Regulatory changes, challenges and opportunities
The transitional period following an election is also undoubtedly delaying the publication of new regulations, guidance documents and other important notices. Another unknown during this transition is the impact of the promised sharp reduction in the numbers of federal civil servants. At agencies like the FDA where affirmative approvals of most products must be granted for them to be marketed, fewer reviewers, inspectors, and administrators could lead to prolonged approval times. That will benefit no one.
The new Administration's deregulation plans are ambitious but murky. According to the government's January 31 Executive Order: "Overregulation stops American entrepreneurship, crushes small business, reduces consumer choice, discourages innovation, and infringes on the liberties of American citizens." The accompanying White House Fact Sheet states that "the Order requires that whenever an agency promulgates a new rule, regulation, or guidance, it must identify at least 10 existing rules, regulations, or guidance documents to be repealed."
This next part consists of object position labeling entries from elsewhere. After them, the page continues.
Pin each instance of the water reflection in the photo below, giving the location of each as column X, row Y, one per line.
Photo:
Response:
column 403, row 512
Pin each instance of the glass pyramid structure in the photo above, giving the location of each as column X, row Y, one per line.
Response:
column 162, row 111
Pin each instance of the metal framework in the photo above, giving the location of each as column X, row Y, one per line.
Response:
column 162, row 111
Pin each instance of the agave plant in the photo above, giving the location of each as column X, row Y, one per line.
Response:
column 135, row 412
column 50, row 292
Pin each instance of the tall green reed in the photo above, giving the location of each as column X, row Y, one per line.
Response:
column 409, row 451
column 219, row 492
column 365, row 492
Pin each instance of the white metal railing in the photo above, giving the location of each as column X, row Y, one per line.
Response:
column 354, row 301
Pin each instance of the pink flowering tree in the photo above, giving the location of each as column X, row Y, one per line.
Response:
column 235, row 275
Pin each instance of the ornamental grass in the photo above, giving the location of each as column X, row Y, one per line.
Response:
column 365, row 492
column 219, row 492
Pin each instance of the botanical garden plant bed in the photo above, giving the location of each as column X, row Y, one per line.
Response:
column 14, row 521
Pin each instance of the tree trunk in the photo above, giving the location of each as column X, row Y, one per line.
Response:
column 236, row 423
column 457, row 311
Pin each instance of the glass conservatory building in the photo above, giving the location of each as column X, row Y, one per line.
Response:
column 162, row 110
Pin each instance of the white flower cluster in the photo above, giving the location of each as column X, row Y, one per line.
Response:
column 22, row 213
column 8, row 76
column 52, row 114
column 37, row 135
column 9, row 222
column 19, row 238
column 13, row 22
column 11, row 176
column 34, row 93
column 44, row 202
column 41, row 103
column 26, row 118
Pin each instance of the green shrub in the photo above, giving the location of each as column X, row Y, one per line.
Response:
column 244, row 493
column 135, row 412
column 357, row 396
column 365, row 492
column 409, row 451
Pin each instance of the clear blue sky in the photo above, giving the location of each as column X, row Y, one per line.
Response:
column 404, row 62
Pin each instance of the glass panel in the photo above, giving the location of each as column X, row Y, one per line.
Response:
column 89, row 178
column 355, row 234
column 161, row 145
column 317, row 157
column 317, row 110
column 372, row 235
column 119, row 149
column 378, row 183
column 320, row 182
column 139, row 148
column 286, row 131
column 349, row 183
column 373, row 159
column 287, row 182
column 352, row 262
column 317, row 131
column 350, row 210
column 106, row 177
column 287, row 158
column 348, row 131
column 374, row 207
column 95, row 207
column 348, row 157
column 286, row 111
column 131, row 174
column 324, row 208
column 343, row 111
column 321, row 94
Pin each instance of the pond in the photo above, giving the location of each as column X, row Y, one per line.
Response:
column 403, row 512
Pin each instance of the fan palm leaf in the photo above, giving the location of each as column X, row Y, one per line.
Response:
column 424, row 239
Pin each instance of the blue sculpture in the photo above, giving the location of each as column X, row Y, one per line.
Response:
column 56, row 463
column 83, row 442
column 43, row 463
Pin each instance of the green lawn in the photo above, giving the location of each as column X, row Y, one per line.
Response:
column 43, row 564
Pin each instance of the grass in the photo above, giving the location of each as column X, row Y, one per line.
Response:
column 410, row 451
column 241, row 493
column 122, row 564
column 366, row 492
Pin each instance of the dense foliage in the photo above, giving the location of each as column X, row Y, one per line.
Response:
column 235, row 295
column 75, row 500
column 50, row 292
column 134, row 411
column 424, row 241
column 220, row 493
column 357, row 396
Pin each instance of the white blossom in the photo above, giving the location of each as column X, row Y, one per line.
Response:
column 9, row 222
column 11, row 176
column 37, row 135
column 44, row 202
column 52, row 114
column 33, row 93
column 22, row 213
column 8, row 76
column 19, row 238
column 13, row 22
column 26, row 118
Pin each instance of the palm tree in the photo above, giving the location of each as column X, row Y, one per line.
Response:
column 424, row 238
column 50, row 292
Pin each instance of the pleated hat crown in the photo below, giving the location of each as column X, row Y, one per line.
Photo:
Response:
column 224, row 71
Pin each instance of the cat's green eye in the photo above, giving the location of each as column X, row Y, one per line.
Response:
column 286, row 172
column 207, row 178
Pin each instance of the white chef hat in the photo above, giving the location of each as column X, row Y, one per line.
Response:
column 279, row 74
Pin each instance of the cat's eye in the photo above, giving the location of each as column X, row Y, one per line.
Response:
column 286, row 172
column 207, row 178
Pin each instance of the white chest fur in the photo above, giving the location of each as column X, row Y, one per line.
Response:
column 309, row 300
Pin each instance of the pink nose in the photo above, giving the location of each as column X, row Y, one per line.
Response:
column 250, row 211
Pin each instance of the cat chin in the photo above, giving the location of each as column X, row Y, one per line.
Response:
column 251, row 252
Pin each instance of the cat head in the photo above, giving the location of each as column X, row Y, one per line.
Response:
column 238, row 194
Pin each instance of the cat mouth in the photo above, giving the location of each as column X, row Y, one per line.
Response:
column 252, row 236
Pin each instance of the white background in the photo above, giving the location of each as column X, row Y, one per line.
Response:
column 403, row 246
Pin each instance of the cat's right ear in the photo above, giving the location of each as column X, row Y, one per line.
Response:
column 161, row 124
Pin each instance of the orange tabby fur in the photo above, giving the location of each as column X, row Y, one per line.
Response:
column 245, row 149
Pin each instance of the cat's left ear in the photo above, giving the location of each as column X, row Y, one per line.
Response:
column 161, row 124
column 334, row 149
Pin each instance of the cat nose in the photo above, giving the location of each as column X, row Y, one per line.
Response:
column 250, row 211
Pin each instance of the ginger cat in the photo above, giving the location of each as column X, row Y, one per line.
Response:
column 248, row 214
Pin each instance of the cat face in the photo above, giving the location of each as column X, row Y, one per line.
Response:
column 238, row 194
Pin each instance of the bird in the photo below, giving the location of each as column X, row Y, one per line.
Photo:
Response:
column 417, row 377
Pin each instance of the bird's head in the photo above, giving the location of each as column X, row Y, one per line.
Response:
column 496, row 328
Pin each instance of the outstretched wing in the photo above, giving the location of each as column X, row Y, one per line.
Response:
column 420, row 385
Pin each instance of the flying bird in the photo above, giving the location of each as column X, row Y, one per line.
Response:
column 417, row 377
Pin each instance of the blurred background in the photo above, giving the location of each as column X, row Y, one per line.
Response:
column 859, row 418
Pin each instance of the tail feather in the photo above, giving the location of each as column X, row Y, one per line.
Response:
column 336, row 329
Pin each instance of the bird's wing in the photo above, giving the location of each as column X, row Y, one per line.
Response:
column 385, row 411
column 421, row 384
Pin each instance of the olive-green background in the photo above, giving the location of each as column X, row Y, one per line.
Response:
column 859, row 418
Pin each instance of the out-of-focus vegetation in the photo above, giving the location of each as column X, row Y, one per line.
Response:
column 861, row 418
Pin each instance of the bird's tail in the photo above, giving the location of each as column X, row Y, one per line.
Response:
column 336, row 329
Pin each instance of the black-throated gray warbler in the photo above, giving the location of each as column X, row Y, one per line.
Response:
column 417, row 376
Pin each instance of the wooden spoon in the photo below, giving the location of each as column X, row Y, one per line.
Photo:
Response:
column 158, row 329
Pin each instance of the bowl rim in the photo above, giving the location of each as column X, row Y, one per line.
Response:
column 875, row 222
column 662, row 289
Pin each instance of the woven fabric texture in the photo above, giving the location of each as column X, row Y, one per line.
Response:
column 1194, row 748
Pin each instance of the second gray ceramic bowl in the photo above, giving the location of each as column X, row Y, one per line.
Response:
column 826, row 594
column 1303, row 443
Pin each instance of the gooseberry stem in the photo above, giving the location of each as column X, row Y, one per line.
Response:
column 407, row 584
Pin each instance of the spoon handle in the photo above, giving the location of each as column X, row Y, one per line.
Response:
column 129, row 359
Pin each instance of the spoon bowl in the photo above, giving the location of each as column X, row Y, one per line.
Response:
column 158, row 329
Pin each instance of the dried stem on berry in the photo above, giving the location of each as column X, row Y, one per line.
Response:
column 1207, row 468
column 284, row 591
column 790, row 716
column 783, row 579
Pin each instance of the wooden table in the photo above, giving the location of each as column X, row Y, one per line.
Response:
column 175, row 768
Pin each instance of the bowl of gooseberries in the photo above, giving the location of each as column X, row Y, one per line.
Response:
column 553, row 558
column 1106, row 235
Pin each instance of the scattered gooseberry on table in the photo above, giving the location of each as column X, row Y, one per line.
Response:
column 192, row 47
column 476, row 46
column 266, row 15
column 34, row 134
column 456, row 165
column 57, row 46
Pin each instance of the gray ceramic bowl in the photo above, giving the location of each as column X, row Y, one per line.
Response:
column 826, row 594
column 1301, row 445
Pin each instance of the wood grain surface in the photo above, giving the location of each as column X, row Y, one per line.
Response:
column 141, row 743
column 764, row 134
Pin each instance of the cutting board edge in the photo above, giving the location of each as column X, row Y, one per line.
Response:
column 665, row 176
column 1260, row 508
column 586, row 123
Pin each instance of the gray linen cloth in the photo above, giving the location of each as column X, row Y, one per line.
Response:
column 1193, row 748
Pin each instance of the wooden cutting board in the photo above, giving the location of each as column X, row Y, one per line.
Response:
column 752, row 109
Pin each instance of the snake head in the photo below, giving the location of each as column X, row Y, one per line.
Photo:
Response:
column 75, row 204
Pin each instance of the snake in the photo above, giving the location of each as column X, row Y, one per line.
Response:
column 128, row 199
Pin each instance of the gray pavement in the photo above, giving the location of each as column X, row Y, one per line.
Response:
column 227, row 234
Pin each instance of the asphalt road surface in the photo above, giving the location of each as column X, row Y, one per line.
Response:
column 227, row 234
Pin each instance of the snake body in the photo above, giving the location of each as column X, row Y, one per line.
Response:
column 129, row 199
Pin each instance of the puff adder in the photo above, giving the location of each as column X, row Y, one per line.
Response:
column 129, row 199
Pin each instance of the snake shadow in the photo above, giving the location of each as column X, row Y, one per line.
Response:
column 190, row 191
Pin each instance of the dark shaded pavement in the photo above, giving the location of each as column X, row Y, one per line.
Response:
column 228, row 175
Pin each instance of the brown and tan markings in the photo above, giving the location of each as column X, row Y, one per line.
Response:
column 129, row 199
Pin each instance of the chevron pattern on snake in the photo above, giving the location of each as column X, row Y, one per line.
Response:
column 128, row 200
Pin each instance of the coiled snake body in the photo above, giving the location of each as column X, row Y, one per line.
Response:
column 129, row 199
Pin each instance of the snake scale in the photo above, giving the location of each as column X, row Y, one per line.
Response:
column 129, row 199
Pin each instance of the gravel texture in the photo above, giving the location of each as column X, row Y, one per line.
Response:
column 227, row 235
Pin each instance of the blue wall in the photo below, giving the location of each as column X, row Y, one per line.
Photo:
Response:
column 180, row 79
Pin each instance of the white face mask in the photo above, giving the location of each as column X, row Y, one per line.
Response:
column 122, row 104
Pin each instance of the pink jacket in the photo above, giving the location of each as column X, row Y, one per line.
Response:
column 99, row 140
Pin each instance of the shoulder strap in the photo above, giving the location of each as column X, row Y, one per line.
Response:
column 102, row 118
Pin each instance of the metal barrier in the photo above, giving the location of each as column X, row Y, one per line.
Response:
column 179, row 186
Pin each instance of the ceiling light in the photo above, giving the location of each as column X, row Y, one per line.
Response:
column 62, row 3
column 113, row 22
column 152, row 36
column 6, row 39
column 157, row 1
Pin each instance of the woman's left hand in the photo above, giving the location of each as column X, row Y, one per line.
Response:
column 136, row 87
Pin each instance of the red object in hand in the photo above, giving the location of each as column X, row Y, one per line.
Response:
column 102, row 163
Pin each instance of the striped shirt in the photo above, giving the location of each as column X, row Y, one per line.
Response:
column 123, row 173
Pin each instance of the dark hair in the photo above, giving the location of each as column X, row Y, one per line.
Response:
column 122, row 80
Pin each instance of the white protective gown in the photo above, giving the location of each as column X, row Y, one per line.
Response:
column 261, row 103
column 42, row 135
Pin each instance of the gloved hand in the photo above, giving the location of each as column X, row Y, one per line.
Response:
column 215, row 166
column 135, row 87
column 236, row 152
The problem with that "quota" is the definition of what triggers the 10-for-1 policy. It counts any "agency statement of general or applicability and future effect designed to implement, interpret, or prescribe law or policy or to describe the procedure or practice requirements of an agency, including, without limitation, regulations, rules, memoranda, administrative orders, guidance documents, policy statements, and interagency agreements. (Emphasis added.)
At an agency like the FDA, which regulates some 25 cents of every consumer dollar, that definition could encompass dozens of such "statements" every week, many of which streamline or clarify regulation, announce the approval of new products, or warn of recalls of contaminated or otherwise dangerous products. Safely repealing ten times the number of such statements would is impossible. This illustrates the danger of cutting with a meat cleaver when what's needed is a scalpel.
The interplay among political leadership, regulatory priorities, and industry innovation will define the FDA's trajectory under the new administration. While some changes may streamline processes and foster innovation, others could slow progress or introduce uncertainty in key areas. Collaboration among regulators, industry, public interest groups, and other stakeholders will be essential to ensure that regulatory frameworks protect public health while supporting innovation. It won't be an easy task.
Henry I. Miller, a physician and molecular biologist, is the Glenn Swogger Distinguished Fellow at the American Council on Science and Health. A 15-year veteran of the FDA, he was the founding director of its Office of Biotechnology.